Critical Vulnerability in Windows DNS Server
Microsoft has published their monthly patch including a fix for a vulnerability classified as CVE-2020-1350 with a CVSS v3 of 10. This is a critical flaw in Windows DNS Server whose exploitation could allow an attacker to remotely execute code in those Windows domain environments, especially in domain controllers without applied patches. Due to an improper handling of requests, it leads to the potential execution of arbitrary code in the context of the Local System account. It is strongly recommended to update urgently according to the manufacturer’s instructions.
Adobe fixes 13 vulnerabilities
Adobe has released software updates to patch a total of 13 new security vulnerabilities affecting 5 of its widely used applications: Adobe Creative Cloud Desktop Application, Adobe Media Encoder, Adobe Genuine Service, Adobe ColdFusion, Adobe Download Manager. Out of these 13 vulnerabilities, 4have been rated critical, and 9are important in severity. None of the security vulnerabilities fixed in this batch of Adobe updates were publicly disclosed or being exploited in the wild.
- Adobe Creative Cloud Desktop Application versions 5.1 and earlier for Windows operating systems contain four vulnerabilities, one of which is a critical symlink issue (CVE-2020-9682) leading to arbitrary file system write attacks.
- Adobe Media Encoder contains two critical arbitrary code execution (CVE-2020-9650 and CVE-2020-9646) and one important information disclosure issues, affecting both Windows and macOS users running Media Encoder version 14.2 or earlier.
- Adobe Download Manager has been found vulnerable to only one flaw (CVE-2020-9688) that’s critical in severity and could lead to arbitrary code execution in the current user context through command injection attack.
- Finally, Adobe Genunine Service and Adobe ColdFusion suffered important severity privilege escalation issues.
Cisco security updates
Cisco has published patches for up to 31 vulnerabilities in its products, 5 of them considered critical, 11 high and 15 medium:
- CVE-2020-3330 CVSS 9.8: Default static passwords in Cisco Small Business RV110W Wireless-N Firewall VPN could allow an unauthenticated, remote attacker to take full control of the device with a high-privileged account.

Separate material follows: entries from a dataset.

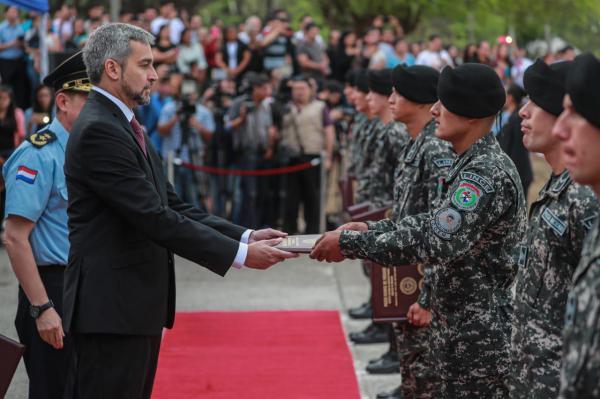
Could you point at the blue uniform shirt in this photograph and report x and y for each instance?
(36, 190)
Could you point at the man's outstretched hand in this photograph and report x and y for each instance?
(265, 234)
(418, 316)
(354, 226)
(263, 254)
(327, 248)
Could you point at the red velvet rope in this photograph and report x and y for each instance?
(257, 172)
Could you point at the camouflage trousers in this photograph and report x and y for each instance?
(536, 355)
(419, 381)
(480, 388)
(530, 382)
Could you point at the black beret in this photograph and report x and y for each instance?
(416, 83)
(361, 81)
(69, 75)
(583, 86)
(471, 90)
(380, 81)
(545, 85)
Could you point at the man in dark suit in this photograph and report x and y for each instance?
(125, 223)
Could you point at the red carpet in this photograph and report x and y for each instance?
(256, 355)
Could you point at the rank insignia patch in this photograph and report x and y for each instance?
(446, 222)
(466, 197)
(40, 139)
(27, 175)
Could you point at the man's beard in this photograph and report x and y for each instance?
(138, 97)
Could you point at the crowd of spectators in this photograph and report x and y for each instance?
(250, 96)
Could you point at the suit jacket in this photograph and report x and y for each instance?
(125, 223)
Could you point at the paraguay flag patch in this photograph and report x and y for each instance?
(26, 174)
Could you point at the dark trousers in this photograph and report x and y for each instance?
(112, 366)
(303, 188)
(46, 367)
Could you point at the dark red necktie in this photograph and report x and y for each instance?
(139, 134)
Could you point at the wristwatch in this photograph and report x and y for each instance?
(36, 311)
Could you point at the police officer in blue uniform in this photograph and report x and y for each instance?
(36, 235)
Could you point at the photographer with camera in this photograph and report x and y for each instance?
(186, 125)
(250, 121)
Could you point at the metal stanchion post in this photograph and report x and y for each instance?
(171, 167)
(323, 193)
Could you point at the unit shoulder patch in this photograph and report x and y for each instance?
(443, 162)
(554, 222)
(589, 222)
(446, 222)
(487, 185)
(467, 196)
(40, 139)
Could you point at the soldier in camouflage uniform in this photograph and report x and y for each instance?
(579, 129)
(418, 187)
(382, 149)
(361, 132)
(468, 240)
(389, 139)
(558, 222)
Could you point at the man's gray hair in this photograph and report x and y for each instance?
(111, 41)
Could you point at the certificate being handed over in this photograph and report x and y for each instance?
(299, 243)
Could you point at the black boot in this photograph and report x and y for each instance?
(388, 363)
(373, 334)
(393, 394)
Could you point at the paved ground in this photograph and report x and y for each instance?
(296, 284)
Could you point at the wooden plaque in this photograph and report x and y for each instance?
(394, 290)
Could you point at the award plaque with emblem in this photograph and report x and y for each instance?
(302, 244)
(394, 289)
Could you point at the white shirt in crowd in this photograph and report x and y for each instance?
(176, 26)
(434, 59)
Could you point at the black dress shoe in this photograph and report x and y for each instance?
(363, 311)
(373, 334)
(395, 394)
(390, 352)
(388, 363)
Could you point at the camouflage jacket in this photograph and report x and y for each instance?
(469, 241)
(358, 124)
(367, 143)
(558, 223)
(389, 144)
(580, 373)
(419, 184)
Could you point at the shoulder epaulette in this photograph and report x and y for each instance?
(41, 138)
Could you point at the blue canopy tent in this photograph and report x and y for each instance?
(42, 7)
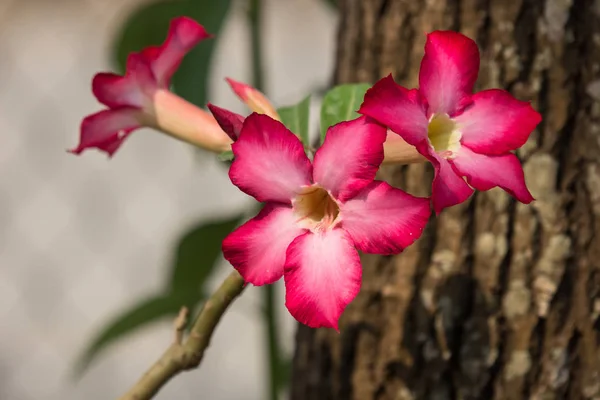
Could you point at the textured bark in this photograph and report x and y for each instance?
(497, 300)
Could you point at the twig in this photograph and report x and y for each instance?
(180, 323)
(181, 357)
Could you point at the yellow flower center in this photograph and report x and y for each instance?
(315, 208)
(443, 135)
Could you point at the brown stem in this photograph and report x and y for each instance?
(181, 357)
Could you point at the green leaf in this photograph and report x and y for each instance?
(148, 26)
(141, 314)
(340, 104)
(295, 118)
(197, 253)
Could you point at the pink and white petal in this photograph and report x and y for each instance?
(484, 172)
(258, 248)
(448, 71)
(447, 189)
(322, 276)
(230, 122)
(106, 130)
(496, 122)
(270, 163)
(350, 157)
(397, 108)
(117, 91)
(383, 219)
(184, 34)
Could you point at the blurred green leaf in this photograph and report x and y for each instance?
(295, 118)
(197, 253)
(143, 313)
(340, 104)
(196, 258)
(148, 26)
(226, 156)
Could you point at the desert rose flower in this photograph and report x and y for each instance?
(142, 98)
(230, 122)
(462, 134)
(316, 215)
(254, 99)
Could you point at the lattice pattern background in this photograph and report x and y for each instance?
(81, 238)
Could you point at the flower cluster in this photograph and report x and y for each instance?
(318, 214)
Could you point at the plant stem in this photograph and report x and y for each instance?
(269, 292)
(272, 340)
(254, 16)
(184, 356)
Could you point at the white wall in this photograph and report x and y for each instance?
(83, 237)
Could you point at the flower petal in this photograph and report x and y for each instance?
(397, 108)
(270, 163)
(229, 121)
(350, 156)
(125, 91)
(106, 130)
(257, 249)
(322, 276)
(484, 172)
(254, 99)
(184, 34)
(496, 122)
(448, 71)
(383, 219)
(448, 189)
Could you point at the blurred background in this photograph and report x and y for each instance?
(85, 239)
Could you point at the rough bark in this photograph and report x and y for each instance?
(497, 300)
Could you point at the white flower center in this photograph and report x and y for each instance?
(443, 135)
(315, 208)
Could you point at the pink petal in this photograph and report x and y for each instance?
(448, 71)
(322, 276)
(448, 189)
(397, 108)
(125, 91)
(106, 130)
(350, 156)
(229, 121)
(383, 219)
(484, 172)
(270, 163)
(184, 34)
(496, 122)
(257, 249)
(254, 99)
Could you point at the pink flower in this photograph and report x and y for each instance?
(230, 122)
(316, 215)
(462, 134)
(142, 98)
(254, 99)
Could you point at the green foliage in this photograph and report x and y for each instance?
(149, 25)
(197, 253)
(295, 118)
(340, 104)
(195, 260)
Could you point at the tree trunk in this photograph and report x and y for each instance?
(497, 300)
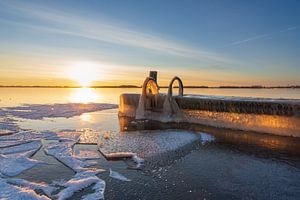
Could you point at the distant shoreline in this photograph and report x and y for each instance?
(134, 86)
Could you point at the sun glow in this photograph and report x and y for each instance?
(84, 95)
(84, 73)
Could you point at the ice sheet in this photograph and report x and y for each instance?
(80, 181)
(28, 146)
(9, 191)
(14, 164)
(40, 111)
(146, 143)
(47, 189)
(117, 175)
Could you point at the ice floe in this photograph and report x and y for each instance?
(40, 111)
(80, 181)
(14, 164)
(145, 143)
(28, 146)
(117, 175)
(9, 191)
(47, 189)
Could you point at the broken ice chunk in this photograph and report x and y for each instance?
(117, 175)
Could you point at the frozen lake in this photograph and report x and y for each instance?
(58, 150)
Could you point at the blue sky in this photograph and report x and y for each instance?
(205, 42)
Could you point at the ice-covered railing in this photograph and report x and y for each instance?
(276, 116)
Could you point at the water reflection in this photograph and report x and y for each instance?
(86, 117)
(84, 95)
(281, 148)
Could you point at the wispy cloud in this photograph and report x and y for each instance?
(59, 22)
(262, 36)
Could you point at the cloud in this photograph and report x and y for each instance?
(59, 22)
(258, 37)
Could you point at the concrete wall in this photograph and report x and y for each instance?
(275, 116)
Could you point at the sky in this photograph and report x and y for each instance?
(95, 42)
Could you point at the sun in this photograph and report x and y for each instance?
(84, 73)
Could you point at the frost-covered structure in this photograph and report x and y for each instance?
(276, 116)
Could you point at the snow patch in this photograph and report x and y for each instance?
(80, 181)
(47, 189)
(117, 175)
(14, 164)
(22, 147)
(9, 191)
(40, 111)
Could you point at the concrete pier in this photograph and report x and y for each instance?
(275, 116)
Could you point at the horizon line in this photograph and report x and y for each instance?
(136, 86)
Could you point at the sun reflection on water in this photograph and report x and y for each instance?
(84, 95)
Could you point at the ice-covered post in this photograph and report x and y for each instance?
(153, 74)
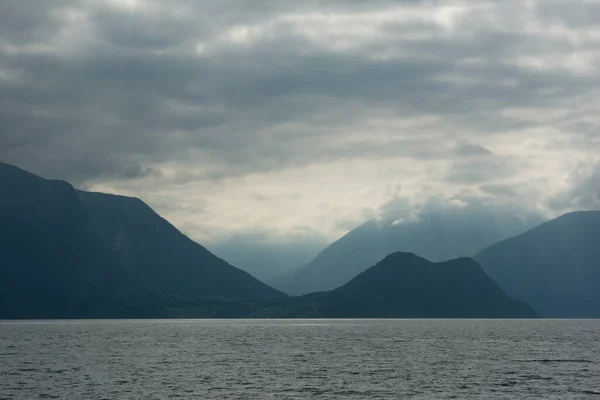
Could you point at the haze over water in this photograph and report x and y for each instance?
(296, 359)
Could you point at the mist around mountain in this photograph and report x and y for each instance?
(555, 267)
(436, 235)
(264, 259)
(404, 285)
(66, 253)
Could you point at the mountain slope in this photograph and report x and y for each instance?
(555, 267)
(68, 253)
(436, 237)
(404, 285)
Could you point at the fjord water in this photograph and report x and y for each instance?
(297, 359)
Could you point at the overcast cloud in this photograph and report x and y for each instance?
(295, 120)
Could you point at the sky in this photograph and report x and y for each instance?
(285, 122)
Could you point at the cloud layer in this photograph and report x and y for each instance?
(298, 120)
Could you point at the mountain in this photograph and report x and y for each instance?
(436, 236)
(66, 253)
(555, 266)
(404, 285)
(263, 259)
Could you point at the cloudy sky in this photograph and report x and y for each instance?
(298, 120)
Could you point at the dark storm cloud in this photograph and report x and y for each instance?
(132, 86)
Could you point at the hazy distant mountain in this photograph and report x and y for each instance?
(68, 253)
(555, 267)
(263, 259)
(436, 236)
(404, 285)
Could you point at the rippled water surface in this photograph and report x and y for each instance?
(297, 359)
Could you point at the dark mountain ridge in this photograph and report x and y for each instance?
(66, 253)
(555, 266)
(436, 237)
(404, 285)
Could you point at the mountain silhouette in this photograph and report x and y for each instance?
(404, 285)
(437, 237)
(66, 253)
(555, 266)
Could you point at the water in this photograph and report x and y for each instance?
(298, 359)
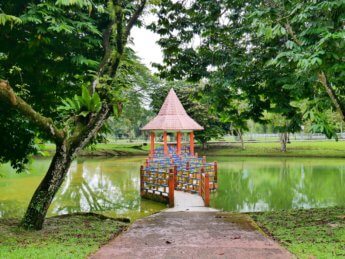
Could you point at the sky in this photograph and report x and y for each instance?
(146, 47)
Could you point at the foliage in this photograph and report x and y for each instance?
(309, 233)
(82, 105)
(59, 48)
(69, 237)
(46, 56)
(269, 54)
(270, 149)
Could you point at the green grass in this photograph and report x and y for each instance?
(314, 233)
(74, 236)
(129, 149)
(326, 148)
(294, 149)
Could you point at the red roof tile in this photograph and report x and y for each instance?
(172, 116)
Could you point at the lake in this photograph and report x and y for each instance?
(111, 186)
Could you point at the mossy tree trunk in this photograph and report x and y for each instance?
(67, 147)
(45, 192)
(283, 141)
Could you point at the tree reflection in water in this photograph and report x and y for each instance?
(259, 184)
(111, 186)
(99, 187)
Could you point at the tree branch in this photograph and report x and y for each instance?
(134, 18)
(44, 123)
(292, 34)
(336, 102)
(122, 35)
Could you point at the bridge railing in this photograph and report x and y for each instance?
(161, 176)
(204, 188)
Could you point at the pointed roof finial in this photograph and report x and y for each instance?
(172, 116)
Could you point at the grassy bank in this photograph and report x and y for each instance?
(314, 233)
(101, 149)
(294, 149)
(74, 236)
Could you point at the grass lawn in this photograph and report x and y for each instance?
(130, 149)
(314, 233)
(294, 149)
(73, 236)
(326, 148)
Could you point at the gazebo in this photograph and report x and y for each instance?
(172, 118)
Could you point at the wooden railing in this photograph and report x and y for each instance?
(161, 176)
(205, 188)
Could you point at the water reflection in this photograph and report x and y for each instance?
(111, 186)
(259, 184)
(108, 186)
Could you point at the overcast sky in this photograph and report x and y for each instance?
(146, 47)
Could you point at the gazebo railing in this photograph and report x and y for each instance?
(161, 175)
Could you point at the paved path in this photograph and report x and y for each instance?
(193, 234)
(185, 201)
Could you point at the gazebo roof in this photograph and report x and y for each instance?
(172, 116)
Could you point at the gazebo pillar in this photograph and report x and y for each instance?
(178, 143)
(191, 142)
(165, 143)
(152, 145)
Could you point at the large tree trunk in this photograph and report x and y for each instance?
(240, 136)
(332, 95)
(44, 194)
(283, 141)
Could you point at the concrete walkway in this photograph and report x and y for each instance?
(185, 201)
(193, 234)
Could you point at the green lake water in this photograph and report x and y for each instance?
(262, 184)
(111, 186)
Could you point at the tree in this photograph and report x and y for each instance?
(192, 99)
(237, 115)
(272, 52)
(313, 43)
(228, 53)
(66, 39)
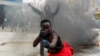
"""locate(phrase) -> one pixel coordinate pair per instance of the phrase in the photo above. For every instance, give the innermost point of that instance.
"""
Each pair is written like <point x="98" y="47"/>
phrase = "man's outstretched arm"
<point x="56" y="10"/>
<point x="36" y="41"/>
<point x="35" y="10"/>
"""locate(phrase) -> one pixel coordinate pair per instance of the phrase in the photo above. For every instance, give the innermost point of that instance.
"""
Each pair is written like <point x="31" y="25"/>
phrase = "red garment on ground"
<point x="65" y="51"/>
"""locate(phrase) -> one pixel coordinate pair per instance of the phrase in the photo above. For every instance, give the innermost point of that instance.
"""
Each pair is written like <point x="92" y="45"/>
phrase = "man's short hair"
<point x="44" y="21"/>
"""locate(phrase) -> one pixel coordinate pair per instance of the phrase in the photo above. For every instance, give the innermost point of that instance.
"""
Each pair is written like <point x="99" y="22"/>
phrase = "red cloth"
<point x="65" y="51"/>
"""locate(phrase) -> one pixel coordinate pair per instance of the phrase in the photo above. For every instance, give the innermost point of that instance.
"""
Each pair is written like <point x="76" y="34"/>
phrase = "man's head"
<point x="47" y="9"/>
<point x="46" y="25"/>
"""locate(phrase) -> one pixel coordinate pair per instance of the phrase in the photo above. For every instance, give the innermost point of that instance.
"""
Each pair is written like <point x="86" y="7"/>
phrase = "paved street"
<point x="20" y="44"/>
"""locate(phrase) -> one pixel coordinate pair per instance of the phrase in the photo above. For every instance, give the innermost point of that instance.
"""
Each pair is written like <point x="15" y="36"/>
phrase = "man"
<point x="51" y="40"/>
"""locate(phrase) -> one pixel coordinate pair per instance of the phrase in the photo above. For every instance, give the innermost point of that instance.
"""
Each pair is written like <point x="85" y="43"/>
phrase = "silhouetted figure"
<point x="2" y="16"/>
<point x="47" y="14"/>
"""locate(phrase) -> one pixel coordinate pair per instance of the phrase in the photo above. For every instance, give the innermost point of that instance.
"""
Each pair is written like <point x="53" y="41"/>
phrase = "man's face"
<point x="46" y="27"/>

- CVE-2020-3323 CVSS 9.8: Vulnerability in Cisco Small Business RV110W, RV130, RV130W and RV215W that could allow an unauthenticated, remote attacker to execute arbitrary code on an affected device due to improper validation of user-supplied input in the web-based management interface.
- CVE-2020-3144 CVSS 9.8: vulnerability in the web-based management interface of the Cisco RV110W Wireless-N VPN Firewall, RV130 VPN Router, RV130W Wireless-N Multifunction VPN Router, and RV215W Wireless-N VPN Router that could allow an unauthenticated, remote attacker to bypass authentication and execute arbitrary commands with administrative commands on an affected device.
- CVE-2020-3331 CVSS 9.8: Flaw in routers RV110W and RV215W series that could allow the execution of arbitrary code due to an improper validation of user-supplied input data by the web-based management interface
- CVE-2020-3140 CVSS 9.8: Vulnerability in the Cisco Prime License Manager (PLM) product that could allow an unauthenticated, remote attacker to gain administrative-level privileges on the system of the affected device
According to the Cisco Product Security Incident Response Team (PSIRT), they are not aware of any public announcements or malicious use of these vulnerabilities.